As discussed in section 2.5, there are a range of factors that account for the differences between the projections in 2009 versus 2006. The relatively slower path of projected health spending growth in the 2009 Statement is largely due to the change in the non-demographic components of the modelling approach - such as the use of non-demographic demand growth and constant productivity gains in place of the abating residual growth factor. In the 2006 Statement, the annual increase in non-demographic factors begins at 4.5%, declining to 3.5% in 2050, as the residual growth factor abates from 1.0% to zero due to assumed cost containment measures. This rate of growth is initially higher than the constant rate of 3.7% used in 2009, creating a higher spending base to which other drivers are subsequently applied over the projection period.

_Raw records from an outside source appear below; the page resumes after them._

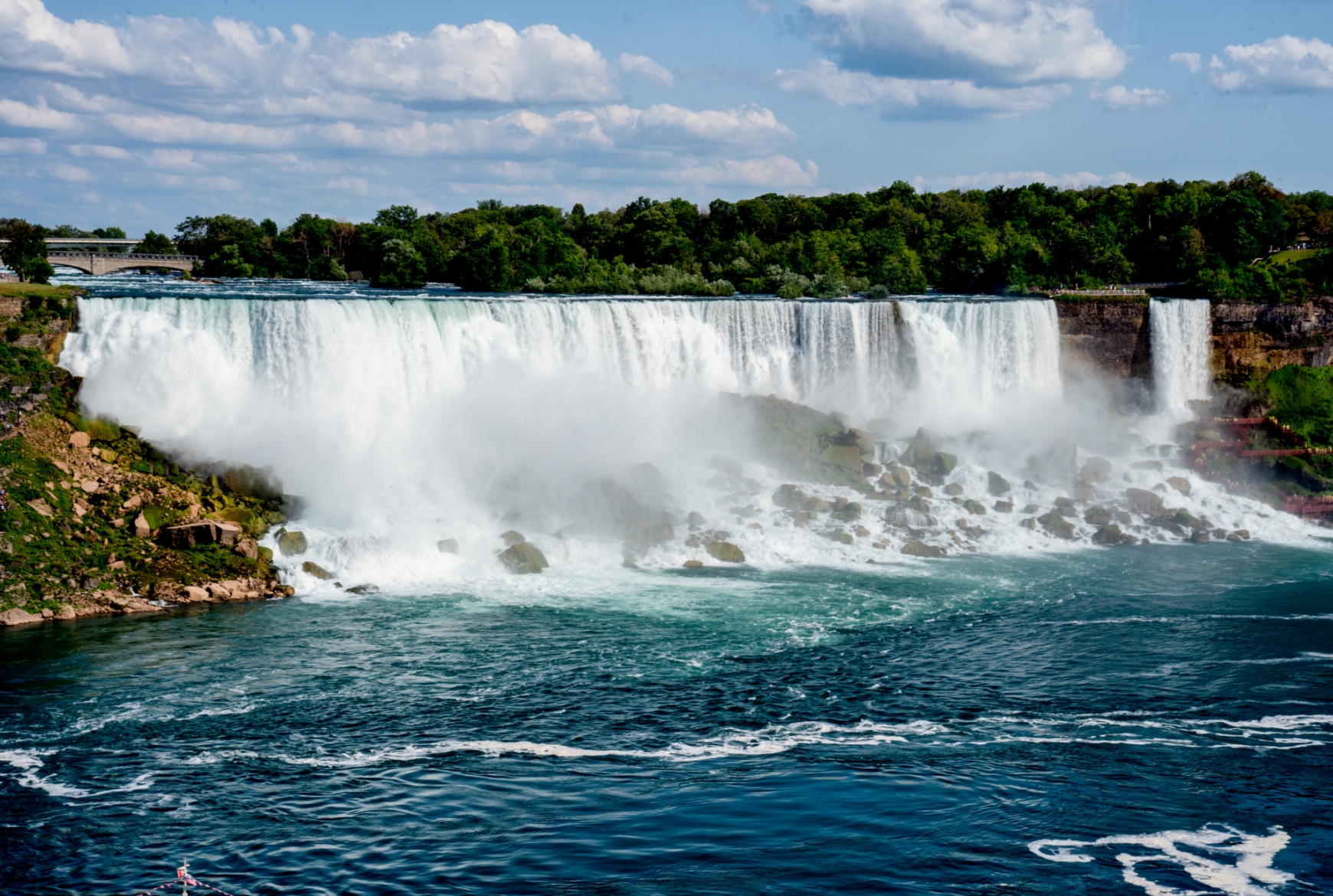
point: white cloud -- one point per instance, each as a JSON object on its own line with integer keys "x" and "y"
{"x": 772, "y": 172}
{"x": 989, "y": 179}
{"x": 97, "y": 151}
{"x": 1194, "y": 61}
{"x": 199, "y": 108}
{"x": 1277, "y": 66}
{"x": 1015, "y": 41}
{"x": 20, "y": 115}
{"x": 1125, "y": 99}
{"x": 71, "y": 174}
{"x": 486, "y": 61}
{"x": 646, "y": 67}
{"x": 827, "y": 82}
{"x": 21, "y": 147}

Both Statements project a range of results for health spending as a share of GDP. The 2006 Statement produced a low cost growth scenario of 9.7% and a “high elasticity” scenario of 15.7% of GDP in 2050. These scenarios were based on varying the base case assumptions, such as the income elasticity of demand for health care and cost containment measures. This range is similar to that obtained in the 2009 Statement, where health spending is projected to reach between 9.6% and 15.4% of GDP in 2050.

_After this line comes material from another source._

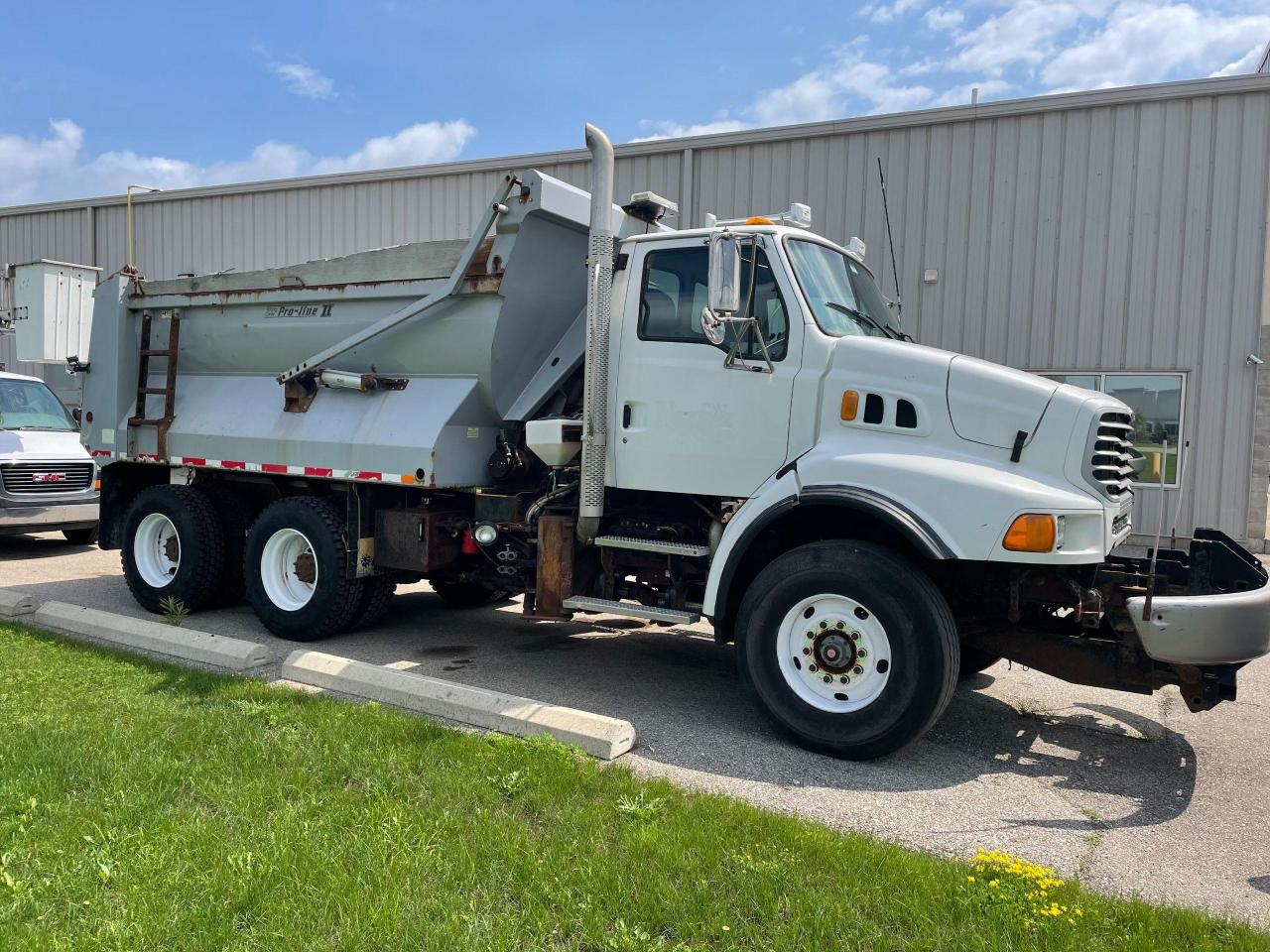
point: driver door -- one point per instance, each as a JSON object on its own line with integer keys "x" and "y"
{"x": 684, "y": 421}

The OECD (2006) has also projected a range of future spending levels for publicly-funded health spending in New Zealand. Under a cost pressure scenario, where the effect of technology and higher prices continue to rise at the historical rate, health spending was projected to reach 12.6% in 2050. Under a cost containment scenario, where governments pursue policies to manage spending growth, health spending was projected to reach 10.0% in 2050.

The range of published results indicates that there is no single, or correct, projection of health spending growth. Much depends on the choice of modelling approach, the period of history used for estimating the strength of different drivers, and the assumptions about future technological changes. But the common feature of the projections discussed above is that health spending is expected to continue to increase faster than national income, and therefore rise significantly as a proportion as GDP - anywhere from 50% more, to a doubling as a proportion of GDP over the next 40 years.

Notes

  • [21]Consolidated accounts for District Health Board annual plans show clinician personnel costs comprise around 20% of DHB provider arm expenditure, which itself accounts for around half of publicly-funded health expenditure.